Accountancy rules allow financial institutions to book the difference between the original face value of the securities and the current discounted price as a profit toward their core Tier 1 equity. Raiffeisen of Austria, for example, has pocketed 1.3 billion euros toward its 2.1 billion euro target in this manner. The Italian bank Banco Popolare has raised a further 996 million euros.
Adjustments to banks’ balance sheets have outpaced so-called rights offerings, which allow existing shareholders to buy new stock in a company at a discount.
Authorities had expected many institutions to tap investors for new capital....

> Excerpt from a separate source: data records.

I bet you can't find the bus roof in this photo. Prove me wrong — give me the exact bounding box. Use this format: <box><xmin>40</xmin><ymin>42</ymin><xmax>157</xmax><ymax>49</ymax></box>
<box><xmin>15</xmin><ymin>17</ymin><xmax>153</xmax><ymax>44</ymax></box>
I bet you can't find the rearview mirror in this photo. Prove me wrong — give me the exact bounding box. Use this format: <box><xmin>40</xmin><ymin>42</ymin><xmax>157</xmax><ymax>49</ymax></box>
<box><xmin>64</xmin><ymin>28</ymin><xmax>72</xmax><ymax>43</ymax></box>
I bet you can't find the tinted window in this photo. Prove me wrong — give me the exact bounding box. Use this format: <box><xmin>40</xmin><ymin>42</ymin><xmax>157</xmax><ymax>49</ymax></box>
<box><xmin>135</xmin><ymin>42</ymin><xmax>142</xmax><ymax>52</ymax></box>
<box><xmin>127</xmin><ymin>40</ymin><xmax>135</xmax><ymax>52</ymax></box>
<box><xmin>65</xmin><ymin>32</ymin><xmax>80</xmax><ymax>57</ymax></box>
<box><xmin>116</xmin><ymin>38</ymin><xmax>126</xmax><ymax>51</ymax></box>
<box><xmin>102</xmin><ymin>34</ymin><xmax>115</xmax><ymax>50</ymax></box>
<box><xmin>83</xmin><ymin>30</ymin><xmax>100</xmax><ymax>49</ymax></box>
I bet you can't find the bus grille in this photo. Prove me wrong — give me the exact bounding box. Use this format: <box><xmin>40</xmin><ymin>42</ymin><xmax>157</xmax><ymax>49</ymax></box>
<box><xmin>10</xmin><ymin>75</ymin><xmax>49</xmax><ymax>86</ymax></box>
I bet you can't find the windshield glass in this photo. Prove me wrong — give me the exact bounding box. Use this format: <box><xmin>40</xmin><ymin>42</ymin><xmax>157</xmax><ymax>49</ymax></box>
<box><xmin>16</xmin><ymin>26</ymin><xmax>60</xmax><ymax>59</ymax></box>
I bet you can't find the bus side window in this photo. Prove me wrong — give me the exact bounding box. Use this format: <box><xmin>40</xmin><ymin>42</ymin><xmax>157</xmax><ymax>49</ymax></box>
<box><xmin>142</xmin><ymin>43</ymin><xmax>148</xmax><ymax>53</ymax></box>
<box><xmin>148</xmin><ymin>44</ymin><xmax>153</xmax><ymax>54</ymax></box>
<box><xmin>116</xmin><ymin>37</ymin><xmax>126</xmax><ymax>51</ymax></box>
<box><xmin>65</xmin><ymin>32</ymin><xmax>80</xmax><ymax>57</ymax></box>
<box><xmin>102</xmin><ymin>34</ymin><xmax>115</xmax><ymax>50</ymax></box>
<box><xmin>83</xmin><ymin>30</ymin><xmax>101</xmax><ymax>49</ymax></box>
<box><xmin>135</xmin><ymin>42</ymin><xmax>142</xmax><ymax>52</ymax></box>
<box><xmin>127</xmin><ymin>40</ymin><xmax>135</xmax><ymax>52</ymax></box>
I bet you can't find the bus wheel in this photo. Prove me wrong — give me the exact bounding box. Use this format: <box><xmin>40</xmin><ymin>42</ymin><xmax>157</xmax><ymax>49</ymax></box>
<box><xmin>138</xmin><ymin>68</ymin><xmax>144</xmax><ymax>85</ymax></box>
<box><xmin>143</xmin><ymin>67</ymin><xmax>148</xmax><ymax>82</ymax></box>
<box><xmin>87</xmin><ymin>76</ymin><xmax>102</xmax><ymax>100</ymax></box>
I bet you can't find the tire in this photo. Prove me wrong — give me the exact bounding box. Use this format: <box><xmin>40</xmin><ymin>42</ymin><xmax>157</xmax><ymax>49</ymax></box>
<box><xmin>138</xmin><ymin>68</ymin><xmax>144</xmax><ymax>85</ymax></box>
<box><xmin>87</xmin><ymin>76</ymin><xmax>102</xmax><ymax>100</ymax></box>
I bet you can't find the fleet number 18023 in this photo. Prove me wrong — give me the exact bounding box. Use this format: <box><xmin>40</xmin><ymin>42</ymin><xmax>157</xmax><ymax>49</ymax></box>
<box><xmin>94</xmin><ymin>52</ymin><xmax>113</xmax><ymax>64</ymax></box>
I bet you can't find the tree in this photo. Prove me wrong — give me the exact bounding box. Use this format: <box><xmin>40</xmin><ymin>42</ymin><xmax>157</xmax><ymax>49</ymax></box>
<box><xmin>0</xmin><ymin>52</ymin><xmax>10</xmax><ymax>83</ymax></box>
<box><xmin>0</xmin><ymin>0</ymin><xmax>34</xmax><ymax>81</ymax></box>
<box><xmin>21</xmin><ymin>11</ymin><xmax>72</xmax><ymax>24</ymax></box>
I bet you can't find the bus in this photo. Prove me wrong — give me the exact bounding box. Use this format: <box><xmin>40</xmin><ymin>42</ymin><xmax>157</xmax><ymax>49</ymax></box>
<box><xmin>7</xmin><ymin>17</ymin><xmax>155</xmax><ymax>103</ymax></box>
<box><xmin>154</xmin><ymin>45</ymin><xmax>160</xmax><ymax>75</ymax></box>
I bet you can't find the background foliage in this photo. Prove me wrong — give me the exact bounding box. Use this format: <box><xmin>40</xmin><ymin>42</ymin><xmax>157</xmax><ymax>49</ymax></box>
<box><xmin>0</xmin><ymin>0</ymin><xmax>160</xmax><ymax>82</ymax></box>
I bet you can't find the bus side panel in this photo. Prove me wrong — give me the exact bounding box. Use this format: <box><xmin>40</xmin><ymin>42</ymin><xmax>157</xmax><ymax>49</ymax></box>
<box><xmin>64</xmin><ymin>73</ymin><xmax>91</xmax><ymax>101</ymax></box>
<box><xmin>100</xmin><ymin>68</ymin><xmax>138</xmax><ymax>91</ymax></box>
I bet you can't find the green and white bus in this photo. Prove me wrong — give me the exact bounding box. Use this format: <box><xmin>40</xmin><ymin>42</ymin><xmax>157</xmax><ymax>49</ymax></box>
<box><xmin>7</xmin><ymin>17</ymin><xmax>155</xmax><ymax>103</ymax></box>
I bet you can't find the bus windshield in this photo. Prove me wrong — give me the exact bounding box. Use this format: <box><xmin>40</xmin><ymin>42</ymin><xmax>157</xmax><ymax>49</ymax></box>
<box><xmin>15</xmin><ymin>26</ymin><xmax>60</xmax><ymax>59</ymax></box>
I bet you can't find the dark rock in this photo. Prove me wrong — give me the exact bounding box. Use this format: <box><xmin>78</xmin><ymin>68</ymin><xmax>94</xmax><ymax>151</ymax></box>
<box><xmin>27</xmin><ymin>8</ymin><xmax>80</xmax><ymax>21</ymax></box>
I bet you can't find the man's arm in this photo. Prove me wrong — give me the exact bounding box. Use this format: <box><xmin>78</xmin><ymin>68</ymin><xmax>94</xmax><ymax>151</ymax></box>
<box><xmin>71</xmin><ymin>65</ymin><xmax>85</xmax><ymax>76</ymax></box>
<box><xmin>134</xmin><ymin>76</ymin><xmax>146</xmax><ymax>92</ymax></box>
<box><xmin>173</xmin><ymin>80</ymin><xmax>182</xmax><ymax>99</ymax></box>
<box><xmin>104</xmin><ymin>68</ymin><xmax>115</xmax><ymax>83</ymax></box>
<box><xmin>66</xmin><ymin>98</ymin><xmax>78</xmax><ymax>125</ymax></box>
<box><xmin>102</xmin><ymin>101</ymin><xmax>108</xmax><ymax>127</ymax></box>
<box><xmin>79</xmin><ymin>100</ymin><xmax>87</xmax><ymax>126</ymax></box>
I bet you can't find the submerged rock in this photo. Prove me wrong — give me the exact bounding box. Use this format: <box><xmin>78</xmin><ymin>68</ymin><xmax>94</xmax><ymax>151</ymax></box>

Many firms are relying on multiple strategies. Along with its rights offering, UniCredit is reorganizing its balance sheet. On Wednesday, the Italian lender said it would buy as much as 3 billion euros of hybrid securities at a discount of up to 50 percent. The move could raise up to 500 million euros toward the bank’s core Tier 1 ratio. UniCredit is also planning to issue up to 25 billion euros of covered bonds — debt securities that are backed by the bank’s own assets — to ease its financing problems, according to a filing with the Luxembourg Stock Exchange on Wednesday.
Other banks are shedding assets to meet the new requirements.
Citigroup estimates European banks have disposed of operations worth almost 100 billion euros, as of the fourth quarter of 2011. That helped firms, including Banco Santander of Spain, to increase their capital reserves by a combined 6.6 billion euros over the period.
“The list of asset sales is the longest I’ve seen in 10 years,” said Richard Thompson, a partner at accountancy firm PricewaterhouseCoopers in London. “Banks want to reshape their balance sheets to focus on specific territories or sectors.”